Model \ Label | DRUG | FORM | ROUTE | FREQUENCY | DOSAGE | STRENGTH | DURATION |
---|---|---|---|---|---|---|---|
TRANSFORMERS | 0.95 | 0.94 | 0.93 | 0.75 | 0.91 | 0.96 | 0.86 |
LARGE | 0.92 | 0.93 | 0.96 | 0.77 | 0.85 | 0.94 | 0.67 |
Detecting data shifts
Rubrix Metrics can also help you to find data shifts. According to Georgio Sarantitis (2020), “a data shift occurs when there is a change in the data distribution”.
Let’s simulate a data shift by simply lowercasing ~25% of the medical records. The effect on the model performance is minimal but still noticeable (less than 0.01 points in the macro and micro f1 score). However, looking at the entity capitalness distribution, the shift becomes very obvious if you compare it to the original distribution above.

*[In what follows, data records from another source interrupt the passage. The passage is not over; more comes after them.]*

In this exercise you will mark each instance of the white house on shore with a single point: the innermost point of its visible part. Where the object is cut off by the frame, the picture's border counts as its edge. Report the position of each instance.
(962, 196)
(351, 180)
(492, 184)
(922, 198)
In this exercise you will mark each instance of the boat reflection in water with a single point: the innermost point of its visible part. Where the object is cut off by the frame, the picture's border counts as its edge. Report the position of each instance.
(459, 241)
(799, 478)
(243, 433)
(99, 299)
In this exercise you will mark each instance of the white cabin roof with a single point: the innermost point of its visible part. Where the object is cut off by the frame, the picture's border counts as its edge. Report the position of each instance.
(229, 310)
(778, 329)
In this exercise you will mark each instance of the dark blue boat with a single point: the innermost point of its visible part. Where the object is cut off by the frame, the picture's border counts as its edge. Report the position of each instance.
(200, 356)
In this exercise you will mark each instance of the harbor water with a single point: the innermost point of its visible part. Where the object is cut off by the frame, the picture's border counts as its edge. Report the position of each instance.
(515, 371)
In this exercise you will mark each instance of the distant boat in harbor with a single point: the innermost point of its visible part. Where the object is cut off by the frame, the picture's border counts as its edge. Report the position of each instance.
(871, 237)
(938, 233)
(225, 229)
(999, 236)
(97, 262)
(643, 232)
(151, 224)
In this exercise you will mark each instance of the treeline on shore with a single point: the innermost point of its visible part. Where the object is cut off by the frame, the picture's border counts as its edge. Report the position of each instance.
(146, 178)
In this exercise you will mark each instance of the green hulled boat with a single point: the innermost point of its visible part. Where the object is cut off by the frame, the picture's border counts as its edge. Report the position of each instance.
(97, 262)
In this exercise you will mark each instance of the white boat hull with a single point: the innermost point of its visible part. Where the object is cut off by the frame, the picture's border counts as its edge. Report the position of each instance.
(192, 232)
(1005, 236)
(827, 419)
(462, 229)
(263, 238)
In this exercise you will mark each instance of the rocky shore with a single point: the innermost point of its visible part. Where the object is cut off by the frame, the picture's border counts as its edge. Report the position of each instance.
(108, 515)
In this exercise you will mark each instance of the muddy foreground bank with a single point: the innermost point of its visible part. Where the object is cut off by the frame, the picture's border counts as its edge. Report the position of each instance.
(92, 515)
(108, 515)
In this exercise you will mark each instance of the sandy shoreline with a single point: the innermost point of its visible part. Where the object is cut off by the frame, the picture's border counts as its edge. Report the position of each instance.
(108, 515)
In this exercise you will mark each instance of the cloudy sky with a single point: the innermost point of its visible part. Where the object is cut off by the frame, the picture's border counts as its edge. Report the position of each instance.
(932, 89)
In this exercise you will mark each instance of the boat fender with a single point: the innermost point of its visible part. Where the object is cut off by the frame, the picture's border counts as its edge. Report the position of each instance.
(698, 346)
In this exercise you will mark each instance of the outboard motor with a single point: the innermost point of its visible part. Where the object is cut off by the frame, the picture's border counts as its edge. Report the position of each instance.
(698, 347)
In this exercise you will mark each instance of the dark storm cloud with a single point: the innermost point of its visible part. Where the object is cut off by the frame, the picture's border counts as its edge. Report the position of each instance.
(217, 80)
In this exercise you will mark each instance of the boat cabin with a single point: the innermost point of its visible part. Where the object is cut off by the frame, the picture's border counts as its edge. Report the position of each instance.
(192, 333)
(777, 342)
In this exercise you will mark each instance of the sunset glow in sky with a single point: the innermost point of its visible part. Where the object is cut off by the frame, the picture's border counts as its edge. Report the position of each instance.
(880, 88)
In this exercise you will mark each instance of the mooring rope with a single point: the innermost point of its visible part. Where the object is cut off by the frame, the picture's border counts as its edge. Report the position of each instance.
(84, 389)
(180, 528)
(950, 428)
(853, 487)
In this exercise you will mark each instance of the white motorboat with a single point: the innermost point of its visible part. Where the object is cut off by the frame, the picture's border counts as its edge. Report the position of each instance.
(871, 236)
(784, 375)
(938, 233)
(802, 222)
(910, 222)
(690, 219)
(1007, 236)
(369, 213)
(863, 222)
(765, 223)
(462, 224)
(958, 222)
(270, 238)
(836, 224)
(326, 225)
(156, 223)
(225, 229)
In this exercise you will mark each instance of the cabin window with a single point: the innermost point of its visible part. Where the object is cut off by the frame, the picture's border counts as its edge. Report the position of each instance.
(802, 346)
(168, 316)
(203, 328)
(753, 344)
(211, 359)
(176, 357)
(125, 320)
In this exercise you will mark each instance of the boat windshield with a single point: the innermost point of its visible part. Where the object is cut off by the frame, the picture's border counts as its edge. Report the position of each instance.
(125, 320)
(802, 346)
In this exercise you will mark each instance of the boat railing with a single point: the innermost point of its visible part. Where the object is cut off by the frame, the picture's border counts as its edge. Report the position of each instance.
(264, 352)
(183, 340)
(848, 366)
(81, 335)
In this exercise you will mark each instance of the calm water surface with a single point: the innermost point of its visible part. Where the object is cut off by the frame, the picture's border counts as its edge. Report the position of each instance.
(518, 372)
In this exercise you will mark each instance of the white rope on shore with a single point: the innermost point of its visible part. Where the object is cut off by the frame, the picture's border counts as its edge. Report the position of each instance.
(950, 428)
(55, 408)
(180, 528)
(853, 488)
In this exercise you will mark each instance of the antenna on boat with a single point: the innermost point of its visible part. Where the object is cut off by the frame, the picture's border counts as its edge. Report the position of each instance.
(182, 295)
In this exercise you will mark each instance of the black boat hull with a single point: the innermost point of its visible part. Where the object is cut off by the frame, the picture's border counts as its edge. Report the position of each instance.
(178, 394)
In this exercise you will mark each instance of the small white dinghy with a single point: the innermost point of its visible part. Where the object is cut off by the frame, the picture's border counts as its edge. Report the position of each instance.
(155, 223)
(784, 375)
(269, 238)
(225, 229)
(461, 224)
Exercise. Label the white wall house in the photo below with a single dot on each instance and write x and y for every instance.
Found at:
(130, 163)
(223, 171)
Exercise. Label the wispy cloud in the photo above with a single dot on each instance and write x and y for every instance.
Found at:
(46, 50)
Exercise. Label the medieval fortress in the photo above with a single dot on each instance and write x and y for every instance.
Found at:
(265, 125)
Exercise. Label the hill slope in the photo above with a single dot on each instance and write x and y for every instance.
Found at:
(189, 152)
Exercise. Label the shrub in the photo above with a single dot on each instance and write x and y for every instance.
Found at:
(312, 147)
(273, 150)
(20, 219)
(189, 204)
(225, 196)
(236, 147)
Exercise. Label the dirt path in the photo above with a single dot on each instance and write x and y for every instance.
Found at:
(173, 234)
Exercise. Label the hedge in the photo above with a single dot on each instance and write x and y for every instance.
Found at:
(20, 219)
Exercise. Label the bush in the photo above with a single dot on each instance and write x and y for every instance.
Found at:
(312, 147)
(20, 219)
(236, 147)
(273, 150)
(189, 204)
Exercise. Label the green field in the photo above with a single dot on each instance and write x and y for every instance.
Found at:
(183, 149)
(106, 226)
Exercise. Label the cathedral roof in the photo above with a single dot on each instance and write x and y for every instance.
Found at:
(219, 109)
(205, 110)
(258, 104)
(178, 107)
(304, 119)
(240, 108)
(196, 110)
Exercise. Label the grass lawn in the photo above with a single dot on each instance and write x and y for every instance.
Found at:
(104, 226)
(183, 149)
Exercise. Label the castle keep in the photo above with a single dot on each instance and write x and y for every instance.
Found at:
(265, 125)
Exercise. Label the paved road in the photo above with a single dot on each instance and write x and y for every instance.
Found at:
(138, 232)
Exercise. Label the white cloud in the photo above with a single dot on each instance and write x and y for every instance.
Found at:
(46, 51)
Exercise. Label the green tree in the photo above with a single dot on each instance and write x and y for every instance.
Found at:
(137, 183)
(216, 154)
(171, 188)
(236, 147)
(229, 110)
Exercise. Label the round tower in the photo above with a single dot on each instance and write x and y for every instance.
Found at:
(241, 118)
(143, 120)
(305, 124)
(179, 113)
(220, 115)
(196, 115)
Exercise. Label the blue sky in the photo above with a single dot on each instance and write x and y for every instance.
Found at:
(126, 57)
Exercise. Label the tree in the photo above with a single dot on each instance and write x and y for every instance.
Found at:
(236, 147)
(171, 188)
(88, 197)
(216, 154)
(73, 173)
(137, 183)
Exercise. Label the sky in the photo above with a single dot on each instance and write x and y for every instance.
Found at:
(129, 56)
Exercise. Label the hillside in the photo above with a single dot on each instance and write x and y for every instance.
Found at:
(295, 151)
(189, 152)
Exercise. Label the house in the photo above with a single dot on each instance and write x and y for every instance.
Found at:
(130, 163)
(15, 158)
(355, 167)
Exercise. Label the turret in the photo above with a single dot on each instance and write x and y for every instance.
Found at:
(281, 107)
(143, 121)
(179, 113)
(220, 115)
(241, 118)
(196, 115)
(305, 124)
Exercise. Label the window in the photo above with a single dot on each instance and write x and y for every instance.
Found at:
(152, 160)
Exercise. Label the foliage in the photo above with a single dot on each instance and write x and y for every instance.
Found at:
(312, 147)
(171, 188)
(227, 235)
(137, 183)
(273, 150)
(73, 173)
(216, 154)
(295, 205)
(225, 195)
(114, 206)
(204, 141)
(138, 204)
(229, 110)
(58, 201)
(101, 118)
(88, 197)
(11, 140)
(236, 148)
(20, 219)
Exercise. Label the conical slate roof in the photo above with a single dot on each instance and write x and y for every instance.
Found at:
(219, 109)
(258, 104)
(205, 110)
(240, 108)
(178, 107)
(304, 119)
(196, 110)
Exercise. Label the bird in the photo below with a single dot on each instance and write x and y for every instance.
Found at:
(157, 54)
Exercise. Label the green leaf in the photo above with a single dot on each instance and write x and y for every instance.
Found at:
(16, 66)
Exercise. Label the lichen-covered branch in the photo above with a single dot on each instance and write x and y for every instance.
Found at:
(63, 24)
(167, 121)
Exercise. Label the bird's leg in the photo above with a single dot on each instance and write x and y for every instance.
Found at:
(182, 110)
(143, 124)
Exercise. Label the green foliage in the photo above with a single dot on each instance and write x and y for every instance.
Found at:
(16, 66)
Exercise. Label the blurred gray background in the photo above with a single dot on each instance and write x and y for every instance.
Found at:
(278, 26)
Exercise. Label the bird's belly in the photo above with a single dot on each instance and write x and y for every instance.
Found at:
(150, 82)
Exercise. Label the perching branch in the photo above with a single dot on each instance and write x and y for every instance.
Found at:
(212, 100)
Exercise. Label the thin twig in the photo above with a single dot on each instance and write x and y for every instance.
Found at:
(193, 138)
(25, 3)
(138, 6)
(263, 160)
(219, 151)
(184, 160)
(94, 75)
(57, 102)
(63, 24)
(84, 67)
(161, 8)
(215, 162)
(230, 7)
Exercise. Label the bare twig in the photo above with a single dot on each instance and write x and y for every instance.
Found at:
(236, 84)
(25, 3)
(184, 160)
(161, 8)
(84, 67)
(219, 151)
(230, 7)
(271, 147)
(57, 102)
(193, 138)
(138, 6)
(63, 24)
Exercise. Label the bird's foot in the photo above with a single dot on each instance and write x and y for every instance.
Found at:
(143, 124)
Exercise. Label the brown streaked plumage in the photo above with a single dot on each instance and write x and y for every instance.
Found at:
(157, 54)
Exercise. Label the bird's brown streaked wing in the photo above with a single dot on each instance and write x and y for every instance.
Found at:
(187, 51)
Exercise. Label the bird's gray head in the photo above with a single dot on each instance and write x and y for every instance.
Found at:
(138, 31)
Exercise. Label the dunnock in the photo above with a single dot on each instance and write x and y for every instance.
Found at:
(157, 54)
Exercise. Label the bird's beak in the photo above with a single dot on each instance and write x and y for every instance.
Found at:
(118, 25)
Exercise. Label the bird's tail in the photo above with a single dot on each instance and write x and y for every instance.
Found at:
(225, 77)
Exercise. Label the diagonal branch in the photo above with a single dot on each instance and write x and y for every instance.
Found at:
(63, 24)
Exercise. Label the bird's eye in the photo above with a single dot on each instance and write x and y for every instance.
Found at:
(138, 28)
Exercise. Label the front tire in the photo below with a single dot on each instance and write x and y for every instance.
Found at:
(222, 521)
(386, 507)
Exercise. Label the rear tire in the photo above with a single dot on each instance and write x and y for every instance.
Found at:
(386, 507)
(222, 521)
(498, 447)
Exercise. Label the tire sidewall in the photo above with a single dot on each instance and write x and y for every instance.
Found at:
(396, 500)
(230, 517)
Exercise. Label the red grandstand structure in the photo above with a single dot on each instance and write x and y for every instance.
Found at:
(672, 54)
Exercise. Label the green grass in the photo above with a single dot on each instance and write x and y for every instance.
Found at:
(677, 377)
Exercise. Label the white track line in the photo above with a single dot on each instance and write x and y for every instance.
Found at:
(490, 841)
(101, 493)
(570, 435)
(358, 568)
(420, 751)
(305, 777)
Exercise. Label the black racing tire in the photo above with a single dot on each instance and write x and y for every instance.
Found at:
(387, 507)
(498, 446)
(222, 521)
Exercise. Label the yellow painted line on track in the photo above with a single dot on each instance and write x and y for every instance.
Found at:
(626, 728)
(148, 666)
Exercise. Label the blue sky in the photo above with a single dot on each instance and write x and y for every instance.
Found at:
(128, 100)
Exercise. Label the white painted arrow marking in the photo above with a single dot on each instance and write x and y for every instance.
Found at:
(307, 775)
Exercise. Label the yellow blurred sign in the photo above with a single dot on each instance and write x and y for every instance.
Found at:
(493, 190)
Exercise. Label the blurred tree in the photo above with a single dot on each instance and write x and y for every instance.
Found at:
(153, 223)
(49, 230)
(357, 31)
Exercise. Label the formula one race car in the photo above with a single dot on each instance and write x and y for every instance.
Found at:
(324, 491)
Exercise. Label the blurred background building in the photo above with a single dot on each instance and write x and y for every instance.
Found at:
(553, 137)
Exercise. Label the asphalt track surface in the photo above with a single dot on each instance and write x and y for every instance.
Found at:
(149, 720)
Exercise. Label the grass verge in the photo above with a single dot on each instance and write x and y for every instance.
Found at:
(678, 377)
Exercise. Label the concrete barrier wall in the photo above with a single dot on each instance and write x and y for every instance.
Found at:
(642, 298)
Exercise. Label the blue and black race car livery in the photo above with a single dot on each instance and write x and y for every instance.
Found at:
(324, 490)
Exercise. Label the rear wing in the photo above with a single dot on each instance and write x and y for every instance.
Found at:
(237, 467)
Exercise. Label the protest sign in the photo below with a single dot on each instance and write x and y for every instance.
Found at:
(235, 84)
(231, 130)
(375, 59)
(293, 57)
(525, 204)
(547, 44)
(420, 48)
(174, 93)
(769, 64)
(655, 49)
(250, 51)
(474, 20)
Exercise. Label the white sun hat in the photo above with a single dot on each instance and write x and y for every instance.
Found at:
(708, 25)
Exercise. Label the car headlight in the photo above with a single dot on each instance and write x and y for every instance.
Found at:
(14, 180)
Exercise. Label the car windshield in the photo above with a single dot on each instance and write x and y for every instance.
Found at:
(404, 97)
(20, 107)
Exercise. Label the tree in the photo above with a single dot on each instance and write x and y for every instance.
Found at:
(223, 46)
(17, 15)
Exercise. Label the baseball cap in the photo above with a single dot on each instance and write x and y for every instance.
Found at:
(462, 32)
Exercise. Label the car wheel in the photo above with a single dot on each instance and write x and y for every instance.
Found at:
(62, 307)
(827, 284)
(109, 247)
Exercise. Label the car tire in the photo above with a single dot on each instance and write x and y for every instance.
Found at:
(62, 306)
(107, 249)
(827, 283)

This will help you to detect data shifts early on and adapt your model accordingly, before performance penalties become significant.
Summary
As you can see, Rubrix Metrics is a nice tool to get deeper insights into your data distributions and model performance. We were able to quickly visualize a variety of measurable quantities of the dataset, as well as quickly compare the performance of two models in more detail. Data shifts are also easily detectable with Rubrix Metrics helping you to stay on top when monitoring your models.
But there is more to it than that: this tool not only helps to assess models and analyze data, but it can also provide linguistic information about a specific dataset, or can show additional features. In this case, clinical NLP datasets can be a good fit, as they contain special features and language that are always interesting, such as technical words, abbreviations, or singularities regarding their tokens (e.g. their token length).